Если смотреть вперед, эффект наблюдается точно такой же, но большинство почему-то интересуется именно прошлым. Проще говоря, если относительно близкие к нам времена мы измеряем президентами и царями, то более древние – династиями, а то и цивилизациями. В масштабы, которые измеряются эрами, мы не погружаемся, потому что геология – не наш профиль.
Иосиф Шиллингер, который в наши дни интересен нам более как музыкальный теоретик и ученый, чем как композитор, описал эволюцию музыкальной прикладной культуры именно в этой исторической динамике. На первом этапе, начинающемся с радикально доисторических времен, в качестве источника музыкального звука человек пользуется тем, что ему подарила природа, – голос, свист, хлопки в ладоши.

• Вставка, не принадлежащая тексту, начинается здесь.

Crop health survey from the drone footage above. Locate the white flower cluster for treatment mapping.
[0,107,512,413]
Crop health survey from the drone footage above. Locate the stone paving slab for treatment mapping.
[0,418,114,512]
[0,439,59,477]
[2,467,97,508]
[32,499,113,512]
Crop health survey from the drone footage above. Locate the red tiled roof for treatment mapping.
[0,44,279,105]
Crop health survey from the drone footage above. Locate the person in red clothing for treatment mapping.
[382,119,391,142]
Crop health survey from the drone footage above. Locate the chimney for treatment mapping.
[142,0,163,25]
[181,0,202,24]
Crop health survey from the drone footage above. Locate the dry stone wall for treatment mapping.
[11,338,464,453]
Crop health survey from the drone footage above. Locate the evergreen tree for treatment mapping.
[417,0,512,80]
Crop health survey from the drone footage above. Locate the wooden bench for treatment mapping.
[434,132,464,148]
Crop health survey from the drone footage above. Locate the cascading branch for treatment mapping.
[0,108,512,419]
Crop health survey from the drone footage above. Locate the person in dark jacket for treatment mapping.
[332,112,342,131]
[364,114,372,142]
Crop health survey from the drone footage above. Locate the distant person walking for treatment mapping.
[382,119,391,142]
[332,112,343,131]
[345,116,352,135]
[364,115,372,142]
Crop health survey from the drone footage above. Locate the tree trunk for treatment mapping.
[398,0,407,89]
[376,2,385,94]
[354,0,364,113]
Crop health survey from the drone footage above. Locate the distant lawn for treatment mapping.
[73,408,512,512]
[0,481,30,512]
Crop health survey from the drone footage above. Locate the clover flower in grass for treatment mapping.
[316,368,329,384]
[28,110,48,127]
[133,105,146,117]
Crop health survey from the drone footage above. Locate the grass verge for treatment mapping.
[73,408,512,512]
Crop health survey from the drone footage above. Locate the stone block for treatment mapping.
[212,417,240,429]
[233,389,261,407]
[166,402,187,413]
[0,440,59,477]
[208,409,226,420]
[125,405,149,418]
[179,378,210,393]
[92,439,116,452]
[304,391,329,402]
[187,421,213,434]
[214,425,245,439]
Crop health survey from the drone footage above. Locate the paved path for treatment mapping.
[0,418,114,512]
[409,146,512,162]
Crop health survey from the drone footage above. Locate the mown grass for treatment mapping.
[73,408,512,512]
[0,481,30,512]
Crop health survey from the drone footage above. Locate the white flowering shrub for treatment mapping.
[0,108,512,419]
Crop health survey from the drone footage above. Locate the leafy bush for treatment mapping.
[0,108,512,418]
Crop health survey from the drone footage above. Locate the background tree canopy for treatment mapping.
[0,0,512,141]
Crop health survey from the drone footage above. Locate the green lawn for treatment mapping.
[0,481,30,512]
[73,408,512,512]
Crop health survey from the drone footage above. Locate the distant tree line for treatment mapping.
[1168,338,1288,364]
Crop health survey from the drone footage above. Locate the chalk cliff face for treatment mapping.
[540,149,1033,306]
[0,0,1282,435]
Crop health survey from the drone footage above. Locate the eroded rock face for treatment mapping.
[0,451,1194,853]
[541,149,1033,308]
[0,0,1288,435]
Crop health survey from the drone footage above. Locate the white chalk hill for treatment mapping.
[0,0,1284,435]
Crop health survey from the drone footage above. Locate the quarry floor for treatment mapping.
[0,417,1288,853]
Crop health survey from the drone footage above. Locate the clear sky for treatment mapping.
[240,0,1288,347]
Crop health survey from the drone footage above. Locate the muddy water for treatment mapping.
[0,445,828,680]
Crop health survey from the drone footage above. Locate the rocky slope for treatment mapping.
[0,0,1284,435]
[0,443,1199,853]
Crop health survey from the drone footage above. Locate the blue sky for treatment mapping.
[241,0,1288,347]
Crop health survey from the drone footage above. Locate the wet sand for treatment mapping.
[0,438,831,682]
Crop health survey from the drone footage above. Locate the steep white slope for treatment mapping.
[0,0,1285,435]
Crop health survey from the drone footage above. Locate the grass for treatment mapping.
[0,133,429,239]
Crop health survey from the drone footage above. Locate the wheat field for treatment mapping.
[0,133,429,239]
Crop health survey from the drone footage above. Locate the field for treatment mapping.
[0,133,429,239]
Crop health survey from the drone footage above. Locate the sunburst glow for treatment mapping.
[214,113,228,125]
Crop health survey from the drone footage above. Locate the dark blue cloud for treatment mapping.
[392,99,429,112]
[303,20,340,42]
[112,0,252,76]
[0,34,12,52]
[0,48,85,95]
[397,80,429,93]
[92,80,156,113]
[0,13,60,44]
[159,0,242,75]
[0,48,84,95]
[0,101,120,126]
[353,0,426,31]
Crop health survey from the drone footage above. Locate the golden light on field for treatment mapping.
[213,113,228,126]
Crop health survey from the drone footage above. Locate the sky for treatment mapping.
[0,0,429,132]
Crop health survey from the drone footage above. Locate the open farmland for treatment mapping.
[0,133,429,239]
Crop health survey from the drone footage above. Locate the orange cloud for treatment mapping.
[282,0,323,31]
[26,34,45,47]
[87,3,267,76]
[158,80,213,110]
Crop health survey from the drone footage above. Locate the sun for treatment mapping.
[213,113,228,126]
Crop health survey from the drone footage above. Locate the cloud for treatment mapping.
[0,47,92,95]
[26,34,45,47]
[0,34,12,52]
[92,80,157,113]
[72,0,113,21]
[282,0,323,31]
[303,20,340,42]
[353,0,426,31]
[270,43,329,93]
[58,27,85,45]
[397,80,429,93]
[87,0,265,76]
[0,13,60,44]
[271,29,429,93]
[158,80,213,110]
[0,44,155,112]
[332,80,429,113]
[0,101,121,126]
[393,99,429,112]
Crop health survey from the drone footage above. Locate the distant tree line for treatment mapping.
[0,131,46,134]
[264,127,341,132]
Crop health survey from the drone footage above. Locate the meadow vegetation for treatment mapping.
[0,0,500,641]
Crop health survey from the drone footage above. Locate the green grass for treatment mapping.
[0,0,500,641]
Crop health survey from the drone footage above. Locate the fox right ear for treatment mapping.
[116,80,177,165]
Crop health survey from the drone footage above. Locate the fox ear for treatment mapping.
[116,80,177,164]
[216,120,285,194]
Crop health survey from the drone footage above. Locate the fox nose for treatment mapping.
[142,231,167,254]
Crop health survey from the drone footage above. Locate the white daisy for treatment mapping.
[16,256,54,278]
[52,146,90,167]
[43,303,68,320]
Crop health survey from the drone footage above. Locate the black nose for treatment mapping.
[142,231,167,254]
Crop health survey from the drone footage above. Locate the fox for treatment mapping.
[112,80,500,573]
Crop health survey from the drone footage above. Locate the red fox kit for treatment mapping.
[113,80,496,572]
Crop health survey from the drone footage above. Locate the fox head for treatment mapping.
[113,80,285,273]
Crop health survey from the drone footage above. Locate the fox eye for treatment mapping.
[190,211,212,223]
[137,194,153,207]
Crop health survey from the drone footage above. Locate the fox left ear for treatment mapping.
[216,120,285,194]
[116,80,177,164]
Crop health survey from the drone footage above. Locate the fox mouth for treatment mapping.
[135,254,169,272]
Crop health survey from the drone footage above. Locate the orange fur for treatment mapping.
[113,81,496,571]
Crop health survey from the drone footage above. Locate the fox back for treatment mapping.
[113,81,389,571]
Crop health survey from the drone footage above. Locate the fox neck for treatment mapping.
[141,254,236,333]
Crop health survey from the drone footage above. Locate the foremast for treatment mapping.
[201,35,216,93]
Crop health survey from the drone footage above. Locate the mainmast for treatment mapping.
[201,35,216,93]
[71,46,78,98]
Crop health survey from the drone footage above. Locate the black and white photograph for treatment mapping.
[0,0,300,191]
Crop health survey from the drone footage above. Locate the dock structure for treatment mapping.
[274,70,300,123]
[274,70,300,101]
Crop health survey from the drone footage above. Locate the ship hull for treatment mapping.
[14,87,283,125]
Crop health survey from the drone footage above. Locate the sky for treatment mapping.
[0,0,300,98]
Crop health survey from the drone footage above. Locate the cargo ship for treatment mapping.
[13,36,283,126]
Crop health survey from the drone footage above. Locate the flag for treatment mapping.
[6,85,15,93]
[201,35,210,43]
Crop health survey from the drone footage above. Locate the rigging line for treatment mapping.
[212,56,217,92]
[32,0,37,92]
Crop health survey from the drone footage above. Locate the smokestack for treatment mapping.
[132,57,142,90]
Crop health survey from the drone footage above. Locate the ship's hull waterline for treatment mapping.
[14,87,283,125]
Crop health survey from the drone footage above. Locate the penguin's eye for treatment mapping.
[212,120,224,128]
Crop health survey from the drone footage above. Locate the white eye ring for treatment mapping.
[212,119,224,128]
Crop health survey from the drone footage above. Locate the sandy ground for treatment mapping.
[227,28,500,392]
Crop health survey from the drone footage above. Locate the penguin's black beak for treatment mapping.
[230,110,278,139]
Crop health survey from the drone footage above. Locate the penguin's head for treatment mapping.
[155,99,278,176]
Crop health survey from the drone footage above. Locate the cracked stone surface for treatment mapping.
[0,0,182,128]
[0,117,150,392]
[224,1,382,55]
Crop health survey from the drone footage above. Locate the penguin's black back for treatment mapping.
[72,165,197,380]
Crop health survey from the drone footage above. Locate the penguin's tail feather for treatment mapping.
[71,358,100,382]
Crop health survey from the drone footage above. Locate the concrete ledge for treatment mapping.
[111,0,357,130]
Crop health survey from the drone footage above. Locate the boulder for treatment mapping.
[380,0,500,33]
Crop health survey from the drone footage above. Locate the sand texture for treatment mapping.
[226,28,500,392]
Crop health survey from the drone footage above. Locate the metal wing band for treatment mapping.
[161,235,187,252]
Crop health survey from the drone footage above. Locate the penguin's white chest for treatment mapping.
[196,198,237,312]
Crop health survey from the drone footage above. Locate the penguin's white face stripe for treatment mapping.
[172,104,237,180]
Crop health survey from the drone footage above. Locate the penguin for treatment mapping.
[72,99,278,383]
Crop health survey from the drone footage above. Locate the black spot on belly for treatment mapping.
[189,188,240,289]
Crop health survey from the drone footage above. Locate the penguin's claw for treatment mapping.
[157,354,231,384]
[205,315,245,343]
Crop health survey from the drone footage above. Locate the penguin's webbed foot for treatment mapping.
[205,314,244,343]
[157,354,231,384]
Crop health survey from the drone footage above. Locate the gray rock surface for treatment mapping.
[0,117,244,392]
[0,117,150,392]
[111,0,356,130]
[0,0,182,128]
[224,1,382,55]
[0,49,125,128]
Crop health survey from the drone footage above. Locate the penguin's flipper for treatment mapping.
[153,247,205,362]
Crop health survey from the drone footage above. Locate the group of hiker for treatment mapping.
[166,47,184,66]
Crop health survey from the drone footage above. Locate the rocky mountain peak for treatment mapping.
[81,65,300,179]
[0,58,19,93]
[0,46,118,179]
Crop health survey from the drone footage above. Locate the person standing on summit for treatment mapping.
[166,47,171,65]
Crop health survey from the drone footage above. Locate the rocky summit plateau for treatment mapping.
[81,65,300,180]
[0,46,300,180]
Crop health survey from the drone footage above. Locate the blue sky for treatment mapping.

Затем он описывает период 10–20 тысяч лет до нашей эры (на самом деле, видимо, до сорока тысяч лет), когда «используются готовые или почти готовые предметы внешнего мира: дудки из тростника, раковины, кости птиц, рога животных».
Следующую эпоху, которая начинается по его периодизации за десять тысяч лет до н. э., Шиллингер обозначает как время, когда человек, обрабатывая естественные материалы, придает им определенную форму и достигает необходимых результатов. При этом в один ряд приведенных им примеров попадают инструменты от терракотовых дудок до рояля «Стейнвей», что вызывает поначалу чувство внутреннего протеста. Но возразить здесь нечего – «Стейнвей» тоже является результатом обработки материалов.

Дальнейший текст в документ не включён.